Getting connected



I started making things from wood with nails to hold the pieces after seeing my dad clutching a handful of 4” ovals making me and my siblings a go-cart from an old mahogany table. Clenching the pointed nails now protruding over and sending them back seemed the cleverest thing to me and two three-foot pieces gave use a five-foot chassis in a matter of a few hammer blows. Two cross members, one fixed and one pivoting on a bolt in the centre held two sets of pram wheels and I knew freedoms I’d never known before. No, not on the the four-wheeler! It was the hammer and nails, my introduction to woodworking and the power of nailed wood.

From there my go cart made frantic trips to the bottom field and the tip (city dump) where the trucks lined up filled with thee worlds rubbish. Loaded with everything from old wardrobes to new offcuts of plywood I loaded my cart and wheeled it home and my dad and I nailed stuff together to make ‘furniture’ for the house. I’d found two cans of gloss paint, light green and pink and he taught me to paint too. From these all too brief encounters I became the happy maker of things from wood and the painter of things from wood. At fifteen I entered into my apprenticeship and 50 years later I’ve made hundreds of thousands of hand cut dovetails, mortise and tenons and many more joint types; possibly as many or even more than any man living. I’m not claiming that, but it’s possible in today’s world were machines have indeed taken over.

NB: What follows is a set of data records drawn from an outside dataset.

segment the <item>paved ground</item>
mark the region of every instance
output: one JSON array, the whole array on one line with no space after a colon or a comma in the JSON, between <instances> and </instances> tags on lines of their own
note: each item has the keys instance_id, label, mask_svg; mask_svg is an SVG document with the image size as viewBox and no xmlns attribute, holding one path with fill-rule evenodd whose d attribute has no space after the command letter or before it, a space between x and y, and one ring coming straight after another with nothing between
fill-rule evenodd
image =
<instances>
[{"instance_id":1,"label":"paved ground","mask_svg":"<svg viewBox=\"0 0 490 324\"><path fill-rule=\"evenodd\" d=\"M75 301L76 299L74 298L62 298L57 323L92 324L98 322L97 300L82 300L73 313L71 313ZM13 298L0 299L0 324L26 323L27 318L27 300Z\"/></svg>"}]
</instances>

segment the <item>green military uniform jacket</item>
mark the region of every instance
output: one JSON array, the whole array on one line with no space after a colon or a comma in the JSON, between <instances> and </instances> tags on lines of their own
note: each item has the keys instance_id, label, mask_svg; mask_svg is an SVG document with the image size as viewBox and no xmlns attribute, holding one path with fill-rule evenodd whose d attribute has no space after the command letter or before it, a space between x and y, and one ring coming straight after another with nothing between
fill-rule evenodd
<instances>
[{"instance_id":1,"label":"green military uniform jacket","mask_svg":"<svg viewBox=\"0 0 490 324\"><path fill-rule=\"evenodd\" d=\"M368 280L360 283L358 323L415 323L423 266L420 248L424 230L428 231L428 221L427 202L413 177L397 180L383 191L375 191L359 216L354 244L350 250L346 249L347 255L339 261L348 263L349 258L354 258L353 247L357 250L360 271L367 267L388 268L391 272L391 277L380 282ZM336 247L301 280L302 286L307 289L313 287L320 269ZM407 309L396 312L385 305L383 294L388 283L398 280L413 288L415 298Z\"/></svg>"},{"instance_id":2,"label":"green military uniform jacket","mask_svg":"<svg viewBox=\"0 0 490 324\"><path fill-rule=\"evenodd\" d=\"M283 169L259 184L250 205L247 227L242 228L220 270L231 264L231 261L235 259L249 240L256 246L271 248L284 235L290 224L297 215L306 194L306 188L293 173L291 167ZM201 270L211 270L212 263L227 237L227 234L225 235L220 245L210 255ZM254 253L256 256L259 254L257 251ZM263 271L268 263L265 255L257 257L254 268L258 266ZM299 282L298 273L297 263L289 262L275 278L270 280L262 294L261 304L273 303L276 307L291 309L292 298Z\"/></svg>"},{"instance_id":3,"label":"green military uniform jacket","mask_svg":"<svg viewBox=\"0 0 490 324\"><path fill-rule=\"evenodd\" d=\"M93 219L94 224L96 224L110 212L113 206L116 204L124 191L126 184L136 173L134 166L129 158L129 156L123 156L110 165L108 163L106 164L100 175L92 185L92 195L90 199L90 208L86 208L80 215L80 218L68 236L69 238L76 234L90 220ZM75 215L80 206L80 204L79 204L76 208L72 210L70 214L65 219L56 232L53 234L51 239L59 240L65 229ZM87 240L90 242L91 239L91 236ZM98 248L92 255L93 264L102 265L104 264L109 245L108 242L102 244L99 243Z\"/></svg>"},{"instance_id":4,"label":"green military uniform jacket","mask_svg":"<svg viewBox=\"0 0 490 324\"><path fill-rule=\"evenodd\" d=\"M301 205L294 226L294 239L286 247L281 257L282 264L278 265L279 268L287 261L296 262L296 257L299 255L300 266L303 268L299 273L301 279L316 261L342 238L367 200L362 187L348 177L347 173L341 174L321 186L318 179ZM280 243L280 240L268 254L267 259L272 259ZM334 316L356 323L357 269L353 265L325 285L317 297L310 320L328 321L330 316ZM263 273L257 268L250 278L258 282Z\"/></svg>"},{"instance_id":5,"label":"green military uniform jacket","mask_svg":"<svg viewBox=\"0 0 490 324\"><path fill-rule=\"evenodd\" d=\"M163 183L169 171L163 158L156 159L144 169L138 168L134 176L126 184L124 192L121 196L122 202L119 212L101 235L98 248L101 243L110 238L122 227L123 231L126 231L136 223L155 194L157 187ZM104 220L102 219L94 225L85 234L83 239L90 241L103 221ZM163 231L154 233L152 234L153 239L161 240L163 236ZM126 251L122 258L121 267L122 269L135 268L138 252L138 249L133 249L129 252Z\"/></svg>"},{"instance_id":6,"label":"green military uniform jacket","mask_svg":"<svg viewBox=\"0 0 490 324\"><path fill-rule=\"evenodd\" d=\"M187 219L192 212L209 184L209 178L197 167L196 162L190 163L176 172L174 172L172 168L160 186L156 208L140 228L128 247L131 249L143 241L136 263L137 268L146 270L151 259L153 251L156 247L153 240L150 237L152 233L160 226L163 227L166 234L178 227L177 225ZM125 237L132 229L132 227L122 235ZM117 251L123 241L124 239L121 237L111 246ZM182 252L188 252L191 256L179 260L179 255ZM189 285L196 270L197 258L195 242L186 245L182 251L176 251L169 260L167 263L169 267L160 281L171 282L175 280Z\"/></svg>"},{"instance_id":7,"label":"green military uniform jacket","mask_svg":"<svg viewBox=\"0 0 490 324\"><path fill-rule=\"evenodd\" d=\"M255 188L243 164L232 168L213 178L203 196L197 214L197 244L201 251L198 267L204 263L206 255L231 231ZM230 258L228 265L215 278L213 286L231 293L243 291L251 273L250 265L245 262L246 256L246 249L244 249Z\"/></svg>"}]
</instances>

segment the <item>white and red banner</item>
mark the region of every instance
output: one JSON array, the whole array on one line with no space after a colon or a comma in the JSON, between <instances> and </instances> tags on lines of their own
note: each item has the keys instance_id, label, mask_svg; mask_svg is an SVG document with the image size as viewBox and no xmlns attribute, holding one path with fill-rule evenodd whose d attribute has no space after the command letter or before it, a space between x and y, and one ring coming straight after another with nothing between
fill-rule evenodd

This last week I watched different people being trained or who I had trained working in my workshop and thought how amazing to have seen 5,500 people standing at my benches being transformed and changed to think differently about wood. I remembered some of how it began and seeing men standing with sons waiting by a bandsaw ready to cut out shapes and wondering why. I took them to my workbench and introduced the mallet and the chisel and a tenon saw and suddenly the line and queueing stopped and the fathers and sons engaged in the real work of real woodworking and real relationships with wood and one another started developing. These are the ways that young people become woodworkers and fine furniture makers. Dad’s engage with their children when they use hand methods that, yes, they have dangers, open doors at the right age in the right place just when it’s needed. What I teach today began with a handful of dads trying to connect with a generation that many are losing all the more to two thumbs tapping smart bits of glass and plastic in pretend worlds everyone would have seen for what to really is at one time. When some pursue dreams of wealth and prosperity, others discover their hands were made to create something real. Relate to the real world, reconnect when their little and one day you’ll make a go-cart with them or a cello. One day you’ll see them making coffee tables as wedding gifts for their brother’s wedding gift, wooden spoons, mallets and workbenches for a living and a guitar, a violin and a cello they can play. No matter how good the computer and the smart phone apps, they are not smart enough to compete with what I enjoyed in watching my sons around me in the workshop over these past 30 years.